THYME Overview Information
Thyme is an herb. The flowers, leaves, and oil are used as medicine. Thyme is sometimes used in combination with other herbs.
Thyme is taken by mouth for bronchitis, whooping cough, sore throat, colic, arthritis, upset stomach, stomach pain (gastritis), diarrhea, bedwetting, a movement disorder in children (dyspraxia), intestinal gas (flatulence), parasitic worm infections, and skin disorders. It is also used to increase urine flow (as a diuretic), to disinfect the urine, and as an appetite stimulant.
Some people apply thyme directly to the skin for hoarseness (laryngitis), swollen tonsils (tonsillitis), sore mouth, and bad breath.
Thyme oil is used as a germ-killer in mouthwashes and liniments. It is also applied to the scalp to treat baldness and to the ears to fight bacterial and fungal infections.
Thymol, one of the chemicals in thyme, is used with another chemical, chlorhexidine, as a dental varnish to prevent tooth decay.
In foods, thyme is used as a flavoring agent.
In manufacturing, red thyme oil is used in perfumes.
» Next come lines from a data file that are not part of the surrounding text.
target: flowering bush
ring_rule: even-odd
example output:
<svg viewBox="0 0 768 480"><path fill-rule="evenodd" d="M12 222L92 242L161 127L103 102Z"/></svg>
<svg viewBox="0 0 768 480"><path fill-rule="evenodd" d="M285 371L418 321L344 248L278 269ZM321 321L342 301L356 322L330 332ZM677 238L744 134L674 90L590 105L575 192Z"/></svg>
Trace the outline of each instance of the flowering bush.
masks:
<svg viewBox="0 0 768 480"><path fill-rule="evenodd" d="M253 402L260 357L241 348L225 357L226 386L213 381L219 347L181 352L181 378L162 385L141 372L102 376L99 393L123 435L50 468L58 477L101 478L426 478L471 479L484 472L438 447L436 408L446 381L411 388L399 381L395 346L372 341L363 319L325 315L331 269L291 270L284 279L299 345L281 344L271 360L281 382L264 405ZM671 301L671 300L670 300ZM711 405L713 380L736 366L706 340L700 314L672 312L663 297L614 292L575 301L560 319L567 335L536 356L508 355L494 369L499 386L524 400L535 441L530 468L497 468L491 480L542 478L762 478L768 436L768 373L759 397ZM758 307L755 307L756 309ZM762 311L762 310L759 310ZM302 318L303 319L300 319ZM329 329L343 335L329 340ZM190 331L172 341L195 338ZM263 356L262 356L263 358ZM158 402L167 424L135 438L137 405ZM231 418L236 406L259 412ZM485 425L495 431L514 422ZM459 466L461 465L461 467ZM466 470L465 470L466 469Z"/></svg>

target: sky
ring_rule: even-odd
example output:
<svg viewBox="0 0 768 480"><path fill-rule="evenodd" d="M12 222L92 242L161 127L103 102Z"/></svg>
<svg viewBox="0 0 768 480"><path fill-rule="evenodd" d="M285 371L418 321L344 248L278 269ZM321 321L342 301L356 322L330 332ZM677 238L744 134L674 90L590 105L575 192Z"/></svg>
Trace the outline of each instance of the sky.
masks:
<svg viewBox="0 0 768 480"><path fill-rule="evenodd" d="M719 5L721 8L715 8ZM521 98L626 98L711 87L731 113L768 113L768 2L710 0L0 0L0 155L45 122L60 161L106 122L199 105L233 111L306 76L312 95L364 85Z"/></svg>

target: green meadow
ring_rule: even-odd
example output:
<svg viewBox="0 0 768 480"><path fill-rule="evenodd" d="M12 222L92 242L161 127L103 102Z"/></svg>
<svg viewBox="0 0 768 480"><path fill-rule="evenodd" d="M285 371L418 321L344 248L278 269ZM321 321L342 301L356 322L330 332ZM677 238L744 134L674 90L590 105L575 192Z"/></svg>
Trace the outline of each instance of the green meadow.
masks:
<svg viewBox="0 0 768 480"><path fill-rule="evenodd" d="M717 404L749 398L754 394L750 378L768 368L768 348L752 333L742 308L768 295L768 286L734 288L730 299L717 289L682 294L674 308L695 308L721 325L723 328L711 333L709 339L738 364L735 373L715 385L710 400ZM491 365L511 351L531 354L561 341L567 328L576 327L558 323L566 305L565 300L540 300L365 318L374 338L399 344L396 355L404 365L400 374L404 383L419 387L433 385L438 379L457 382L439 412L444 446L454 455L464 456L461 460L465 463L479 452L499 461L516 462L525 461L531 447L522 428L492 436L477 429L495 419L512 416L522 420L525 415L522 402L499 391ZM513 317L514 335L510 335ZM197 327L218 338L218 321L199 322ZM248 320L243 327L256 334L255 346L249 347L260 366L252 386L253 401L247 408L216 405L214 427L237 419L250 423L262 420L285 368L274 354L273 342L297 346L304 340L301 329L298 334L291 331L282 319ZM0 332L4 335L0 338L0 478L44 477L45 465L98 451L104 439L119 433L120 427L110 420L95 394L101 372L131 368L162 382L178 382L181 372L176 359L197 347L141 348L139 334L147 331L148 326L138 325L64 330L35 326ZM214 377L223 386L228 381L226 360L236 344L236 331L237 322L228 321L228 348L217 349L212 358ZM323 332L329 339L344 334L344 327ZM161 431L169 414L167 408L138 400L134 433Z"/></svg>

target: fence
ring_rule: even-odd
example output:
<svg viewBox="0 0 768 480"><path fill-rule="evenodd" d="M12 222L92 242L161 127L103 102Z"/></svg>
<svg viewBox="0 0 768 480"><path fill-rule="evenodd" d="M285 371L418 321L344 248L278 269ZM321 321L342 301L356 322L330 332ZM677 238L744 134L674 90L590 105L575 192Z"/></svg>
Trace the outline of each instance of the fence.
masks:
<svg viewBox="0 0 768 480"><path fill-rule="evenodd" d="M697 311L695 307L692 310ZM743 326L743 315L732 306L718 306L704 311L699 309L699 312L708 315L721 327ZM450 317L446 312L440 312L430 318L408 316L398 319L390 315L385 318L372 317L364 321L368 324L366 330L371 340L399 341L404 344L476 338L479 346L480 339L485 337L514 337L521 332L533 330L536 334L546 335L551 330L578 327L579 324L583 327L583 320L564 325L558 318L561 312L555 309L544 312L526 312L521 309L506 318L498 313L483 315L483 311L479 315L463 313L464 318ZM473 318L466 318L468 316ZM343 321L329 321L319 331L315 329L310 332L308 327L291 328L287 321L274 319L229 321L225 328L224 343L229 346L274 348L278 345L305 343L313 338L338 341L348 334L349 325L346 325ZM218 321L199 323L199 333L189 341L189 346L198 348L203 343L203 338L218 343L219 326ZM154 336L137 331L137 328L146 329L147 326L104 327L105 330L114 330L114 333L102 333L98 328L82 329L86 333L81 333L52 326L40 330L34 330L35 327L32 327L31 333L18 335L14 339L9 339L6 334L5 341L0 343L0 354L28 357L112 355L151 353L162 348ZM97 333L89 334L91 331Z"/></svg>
It is also used in soaps, cosmetics, and toothpastes.
How does it work?
Thyme contains chemicals that might help bacterial and fungal infections, and minor irritations. It also might relieve smooth muscle spasms, such as coughing.
- Bronchitis, in combination with cowslip. Early research suggests thyme, in combination with cowslip (Bronchipret), relieves symptoms of bronchitis such as coughing, fever, and increased production of sputum.
- Hair loss (alopecia areata), when combined with other herbs. There is some evidence that applying lavender oil in combination with the essential oils from thyme, rosemary, and cedarwood to the scalp improves hair growth in up to 44% of patients after 7 months of treatment.
- Improving movement disorders (dyspraxia) in children when used with other medicines. Taking thyme oil, in combination with evening primrose oil, fish oils, and vitamin E, seems to improve movement disorders in children with dyspraxia.
- Ear infections.
- Swelling (inflammation) of the tonsils.
- Preventing bedwetting.
- Sore throat.
- Bad breath.
- Swelling (inflammation) of the lungs and mouth.
- Other conditions.
THYME Side Effects & Safety
Thyme is safe when consumed in foods and taken as medicine for short periods of time. It can cause digestive system upset.
Thyme oil also seems to be safe when applied to the skin. In some people, applying the oil to the skin can cause irritation. But there isn’t enough information to know whether thyme oil is safe to take by mouth in medicinal doses.
Special Precautions & Warnings:Pregnancy and breast-feeding: Thyme is safe for pregnant and breast-feeding women when consumed in normal food amounts. But it’s not known whether it’s safe to use thyme in larger medicinal amounts. Stick to food amounts if you are pregnant or breast-feeding.
Allergies: People who are allergic to oregano might also be allergic to thyme.
Surgery: Thyme might slow blood clotting, so there is some concern that it might increase the risk of extra bleeding during and after surgery. Stop using thyme at least 2 weeks before a scheduled surgery.
Moderate Interaction Be cautious with this combination
- Medications that slow blood clotting (Anticoagulant / Antiplatelet drugs) interacts with THYME
Thyme might slow blood clotting. Taking thyme along with medications that also slow clotting might increase the chances of bruising and bleeding.
Some medications that slow blood clotting include aspirin, clopidogrel (Plavix), diclofenac (Voltaren, Cataflam, others), ibuprofen (Advil, Motrin, others), naproxen (Anaprox, Naprosyn, others), dalteparin (Fragmin), enoxaparin (Lovenox), heparin, warfarin (Coumadin), and others.
The appropriate dose of thyme depends on several factors such as the user's age, health, and several other conditions. At this time there is not enough scientific information to determine an appropriate range of doses for thyme. Keep in mind that natural products are not always necessarily safe and dosages can be important. Be sure to follow relevant directions on product labels and consult your pharmacist or physician or other healthcare professional before using.